Patients with oligometastatic disease who received stereotactic ablative radiotherapy (SABR) had a significant threefold decrease in disease progression at 6 months compared with patients who were randomly assigned to observation alone.
“Local control for SABR-treated lesions was excellent, and the adverse effects associated with SABR were mild and did not appear to affect quality of life,” say the investigators, led by Ryan Phillips, MD, PhD, from the Johns Hopkins Sidney Kimmel Cancer Center in Baltimore.
“Although the approach is controversial, many men are interested in avoiding the unpleasant adverse effects and potential health risks of androgen deprivation therapy (ADT) for as long as is reasonable,” they write.
These results come from outcomes of the Observation vs Stereotactic Ablative Radiation for Oligometastatic Prostate Cancer (ORIOLE) phase 2 trial and were published online March 26 in JAMA Oncology.
An intriguing finding from the study was evidence that SABR may evoke an immune response.
“We observed enhanced differential clonotype expansion, clusters of similar expanded T-cell receptors, and a clinical benefit to greater baseline clonality seen only in participants treated with SABR,” said senior author Phuoc T. Tran, MD, PhD, from the department of radiation oncology and molecular radiation sciences at Johns Hopkins.
“This the only data I’m aware of that really shows that radiation in isolation can cause a systemic immune response,” Tran told Medscape Medical News.
Previous studies suggesting an immune response with radiation have been confounded by coadministration of radiation and chemotherapy, he said.

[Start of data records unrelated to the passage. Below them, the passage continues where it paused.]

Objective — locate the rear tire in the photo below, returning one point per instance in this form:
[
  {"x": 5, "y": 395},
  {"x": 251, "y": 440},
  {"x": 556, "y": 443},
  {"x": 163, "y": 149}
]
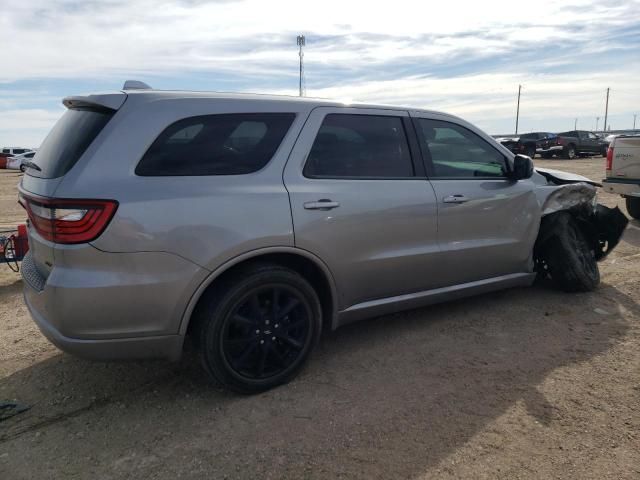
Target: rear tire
[
  {"x": 633, "y": 207},
  {"x": 257, "y": 331},
  {"x": 569, "y": 259}
]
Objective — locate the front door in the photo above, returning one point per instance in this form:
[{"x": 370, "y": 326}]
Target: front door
[
  {"x": 487, "y": 223},
  {"x": 361, "y": 203}
]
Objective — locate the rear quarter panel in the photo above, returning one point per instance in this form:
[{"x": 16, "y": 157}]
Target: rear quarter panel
[{"x": 205, "y": 219}]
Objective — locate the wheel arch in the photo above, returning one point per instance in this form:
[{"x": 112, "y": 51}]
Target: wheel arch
[{"x": 312, "y": 268}]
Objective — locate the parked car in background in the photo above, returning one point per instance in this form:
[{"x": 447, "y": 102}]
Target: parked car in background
[
  {"x": 17, "y": 161},
  {"x": 623, "y": 171},
  {"x": 251, "y": 223},
  {"x": 578, "y": 143},
  {"x": 529, "y": 143},
  {"x": 15, "y": 150},
  {"x": 3, "y": 159}
]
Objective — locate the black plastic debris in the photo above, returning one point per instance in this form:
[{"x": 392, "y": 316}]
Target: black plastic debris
[{"x": 9, "y": 409}]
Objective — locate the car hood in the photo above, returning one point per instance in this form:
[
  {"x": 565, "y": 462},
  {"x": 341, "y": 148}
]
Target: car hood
[{"x": 563, "y": 178}]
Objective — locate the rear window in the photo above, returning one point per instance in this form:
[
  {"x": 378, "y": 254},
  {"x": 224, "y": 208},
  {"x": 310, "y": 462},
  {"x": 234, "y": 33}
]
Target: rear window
[
  {"x": 225, "y": 144},
  {"x": 68, "y": 140}
]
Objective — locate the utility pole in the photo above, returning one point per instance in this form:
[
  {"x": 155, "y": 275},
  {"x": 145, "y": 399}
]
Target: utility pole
[
  {"x": 301, "y": 41},
  {"x": 606, "y": 111},
  {"x": 518, "y": 109}
]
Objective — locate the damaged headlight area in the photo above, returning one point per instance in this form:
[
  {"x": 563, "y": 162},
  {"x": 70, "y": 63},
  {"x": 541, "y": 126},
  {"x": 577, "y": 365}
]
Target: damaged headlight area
[{"x": 575, "y": 233}]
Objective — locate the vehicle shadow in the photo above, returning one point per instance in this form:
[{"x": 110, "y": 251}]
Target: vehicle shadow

Drive the Disease to ‘Near Extinction’
SABR appears to “alter the natural history of prostate oligometastatic disease by removing or greatly affecting signals that promote further development of micrometastatic disease,” write the authors of accompanying editorial.

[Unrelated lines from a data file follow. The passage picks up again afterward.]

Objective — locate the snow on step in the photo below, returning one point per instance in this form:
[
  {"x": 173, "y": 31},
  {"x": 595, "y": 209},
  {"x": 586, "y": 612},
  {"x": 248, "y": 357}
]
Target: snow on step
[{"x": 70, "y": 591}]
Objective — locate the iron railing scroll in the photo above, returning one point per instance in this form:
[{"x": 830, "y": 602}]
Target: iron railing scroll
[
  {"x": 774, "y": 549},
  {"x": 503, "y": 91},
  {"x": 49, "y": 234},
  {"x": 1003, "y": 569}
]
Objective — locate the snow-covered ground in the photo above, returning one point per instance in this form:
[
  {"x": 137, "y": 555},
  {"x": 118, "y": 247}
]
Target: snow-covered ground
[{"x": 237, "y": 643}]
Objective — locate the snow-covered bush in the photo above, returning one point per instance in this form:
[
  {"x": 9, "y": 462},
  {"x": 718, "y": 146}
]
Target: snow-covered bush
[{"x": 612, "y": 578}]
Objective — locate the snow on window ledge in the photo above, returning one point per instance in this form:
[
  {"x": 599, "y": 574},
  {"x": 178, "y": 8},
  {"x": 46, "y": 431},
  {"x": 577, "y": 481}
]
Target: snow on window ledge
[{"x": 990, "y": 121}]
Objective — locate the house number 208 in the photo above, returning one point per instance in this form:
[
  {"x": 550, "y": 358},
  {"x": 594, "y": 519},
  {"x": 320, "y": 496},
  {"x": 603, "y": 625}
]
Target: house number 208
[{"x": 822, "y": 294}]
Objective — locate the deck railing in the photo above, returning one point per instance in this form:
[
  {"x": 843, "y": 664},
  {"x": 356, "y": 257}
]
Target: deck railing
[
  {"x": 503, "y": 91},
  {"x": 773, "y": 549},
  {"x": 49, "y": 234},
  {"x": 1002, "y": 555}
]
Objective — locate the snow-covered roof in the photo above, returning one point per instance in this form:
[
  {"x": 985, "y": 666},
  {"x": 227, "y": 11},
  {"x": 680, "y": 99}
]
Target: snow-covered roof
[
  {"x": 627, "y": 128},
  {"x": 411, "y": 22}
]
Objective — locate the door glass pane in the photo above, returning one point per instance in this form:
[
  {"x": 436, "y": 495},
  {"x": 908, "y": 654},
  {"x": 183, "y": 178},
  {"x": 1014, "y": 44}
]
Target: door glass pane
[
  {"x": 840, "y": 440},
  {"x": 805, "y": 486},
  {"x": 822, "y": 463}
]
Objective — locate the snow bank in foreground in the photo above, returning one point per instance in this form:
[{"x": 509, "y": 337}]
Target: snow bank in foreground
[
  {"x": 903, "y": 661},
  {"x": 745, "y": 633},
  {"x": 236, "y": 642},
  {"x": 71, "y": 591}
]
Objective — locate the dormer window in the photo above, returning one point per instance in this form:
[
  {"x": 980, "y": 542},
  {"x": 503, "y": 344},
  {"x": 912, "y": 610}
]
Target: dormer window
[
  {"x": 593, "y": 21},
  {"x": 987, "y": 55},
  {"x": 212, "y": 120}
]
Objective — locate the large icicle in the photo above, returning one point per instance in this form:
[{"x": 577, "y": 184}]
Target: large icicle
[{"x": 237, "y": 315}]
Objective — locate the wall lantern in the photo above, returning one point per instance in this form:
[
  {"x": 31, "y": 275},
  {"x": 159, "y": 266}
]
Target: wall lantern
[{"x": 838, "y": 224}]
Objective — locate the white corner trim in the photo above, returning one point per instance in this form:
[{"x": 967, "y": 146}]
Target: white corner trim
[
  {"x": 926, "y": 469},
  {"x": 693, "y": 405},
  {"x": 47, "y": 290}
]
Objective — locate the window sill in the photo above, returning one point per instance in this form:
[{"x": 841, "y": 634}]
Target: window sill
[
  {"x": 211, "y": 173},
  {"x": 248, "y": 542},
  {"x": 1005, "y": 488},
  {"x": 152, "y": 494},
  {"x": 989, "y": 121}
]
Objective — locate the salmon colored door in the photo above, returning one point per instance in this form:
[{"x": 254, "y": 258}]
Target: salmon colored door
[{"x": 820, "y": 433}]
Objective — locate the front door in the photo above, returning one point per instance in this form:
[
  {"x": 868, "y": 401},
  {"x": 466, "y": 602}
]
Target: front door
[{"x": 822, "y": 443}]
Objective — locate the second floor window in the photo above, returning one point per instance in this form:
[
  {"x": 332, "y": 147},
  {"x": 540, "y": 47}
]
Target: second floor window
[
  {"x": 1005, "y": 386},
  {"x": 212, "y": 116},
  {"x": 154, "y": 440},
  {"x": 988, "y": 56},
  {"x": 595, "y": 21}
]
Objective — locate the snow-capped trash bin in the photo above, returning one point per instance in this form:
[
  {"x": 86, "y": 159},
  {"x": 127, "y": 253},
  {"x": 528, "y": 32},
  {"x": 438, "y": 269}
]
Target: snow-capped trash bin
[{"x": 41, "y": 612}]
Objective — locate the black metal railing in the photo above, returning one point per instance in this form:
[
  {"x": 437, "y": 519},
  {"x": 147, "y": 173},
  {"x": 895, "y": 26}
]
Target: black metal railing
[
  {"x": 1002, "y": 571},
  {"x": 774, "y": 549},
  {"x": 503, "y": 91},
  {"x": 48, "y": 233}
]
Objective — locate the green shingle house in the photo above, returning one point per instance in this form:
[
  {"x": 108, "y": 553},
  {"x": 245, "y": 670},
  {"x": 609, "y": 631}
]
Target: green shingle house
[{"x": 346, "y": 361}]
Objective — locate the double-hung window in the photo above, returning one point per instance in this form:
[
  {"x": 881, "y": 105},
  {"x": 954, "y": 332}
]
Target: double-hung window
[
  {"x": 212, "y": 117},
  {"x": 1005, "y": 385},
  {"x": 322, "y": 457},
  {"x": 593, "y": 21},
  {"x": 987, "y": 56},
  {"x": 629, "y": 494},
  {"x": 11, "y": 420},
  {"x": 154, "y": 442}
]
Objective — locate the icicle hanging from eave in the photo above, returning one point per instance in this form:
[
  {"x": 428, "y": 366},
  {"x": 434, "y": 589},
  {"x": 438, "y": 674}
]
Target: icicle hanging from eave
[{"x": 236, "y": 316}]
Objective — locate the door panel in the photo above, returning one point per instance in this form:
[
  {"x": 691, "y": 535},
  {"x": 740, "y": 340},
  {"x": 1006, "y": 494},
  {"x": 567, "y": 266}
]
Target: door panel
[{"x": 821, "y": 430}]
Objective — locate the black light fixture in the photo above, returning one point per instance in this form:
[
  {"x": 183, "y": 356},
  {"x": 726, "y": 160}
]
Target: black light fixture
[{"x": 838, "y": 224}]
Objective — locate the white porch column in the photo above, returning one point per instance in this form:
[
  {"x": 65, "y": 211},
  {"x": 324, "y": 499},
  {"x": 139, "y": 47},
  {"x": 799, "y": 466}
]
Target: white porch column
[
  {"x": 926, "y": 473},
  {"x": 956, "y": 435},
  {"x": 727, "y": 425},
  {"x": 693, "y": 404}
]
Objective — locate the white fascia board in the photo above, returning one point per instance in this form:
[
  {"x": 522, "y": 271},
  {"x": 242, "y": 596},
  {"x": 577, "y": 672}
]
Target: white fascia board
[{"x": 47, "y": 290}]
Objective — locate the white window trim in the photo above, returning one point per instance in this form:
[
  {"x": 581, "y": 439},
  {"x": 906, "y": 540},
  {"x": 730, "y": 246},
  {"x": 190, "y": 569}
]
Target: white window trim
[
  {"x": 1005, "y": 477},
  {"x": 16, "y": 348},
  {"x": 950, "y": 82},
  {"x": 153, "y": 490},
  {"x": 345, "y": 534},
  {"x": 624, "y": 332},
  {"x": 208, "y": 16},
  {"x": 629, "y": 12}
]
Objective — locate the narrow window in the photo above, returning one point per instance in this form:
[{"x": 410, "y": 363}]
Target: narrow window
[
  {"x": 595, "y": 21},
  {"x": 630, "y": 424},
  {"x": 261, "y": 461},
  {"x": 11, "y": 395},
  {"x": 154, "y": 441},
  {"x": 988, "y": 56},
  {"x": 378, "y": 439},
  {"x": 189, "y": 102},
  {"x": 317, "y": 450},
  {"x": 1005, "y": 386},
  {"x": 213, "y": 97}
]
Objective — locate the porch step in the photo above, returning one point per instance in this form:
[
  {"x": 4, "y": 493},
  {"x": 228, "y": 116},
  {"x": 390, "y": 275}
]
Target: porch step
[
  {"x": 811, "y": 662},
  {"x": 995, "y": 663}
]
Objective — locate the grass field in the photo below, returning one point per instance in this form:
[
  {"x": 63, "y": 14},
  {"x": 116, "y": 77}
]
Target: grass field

This hypothesis is consistent with the oligometastatic paradigm, which postulates that this is a transient phase that offers “a window of opportunity for cancer cure if equilibrium-phase lesions are ablated before polymetastatic escape occurs,” write Carlo Greco, MD, and Zvi Fuks, MD, both from the Champalimaud Centre for the Unknown, Lisbon, Portugal; Fuks is also affiliated with Memorial Sloan Kettering Cancer Center, New York.
“Taken together, these observations support the hypothesis that all detectable oligometastatic lesions should be systematically ablated, if feasible, in an effort to maximize oligometastatic cancer cure,” Greco and Fuks comment.
However, there is no clear consensus on what constitutes oligometastatic disease, they point out, and they warn that “a numerical-based decision to withhold lesion ablation may represent a strategic error, potentially reducing the benefit of metastasis-directed therapy (MDT) in the treatment of oligometastatic cancer.”
“We speculate that, if clinically and technically feasible, there should be no restriction to MDT at first oligometastatic presentation and as sequential lesions appear, regardless of lesion numbers, because each lesion may potentially constitute a generator of evolving metastatogenic clonogens,” they add.
Multiple rounds of MDT theoretically could “drive the disease to near extinction” and prevent the development of polymetastatic disease, they contend.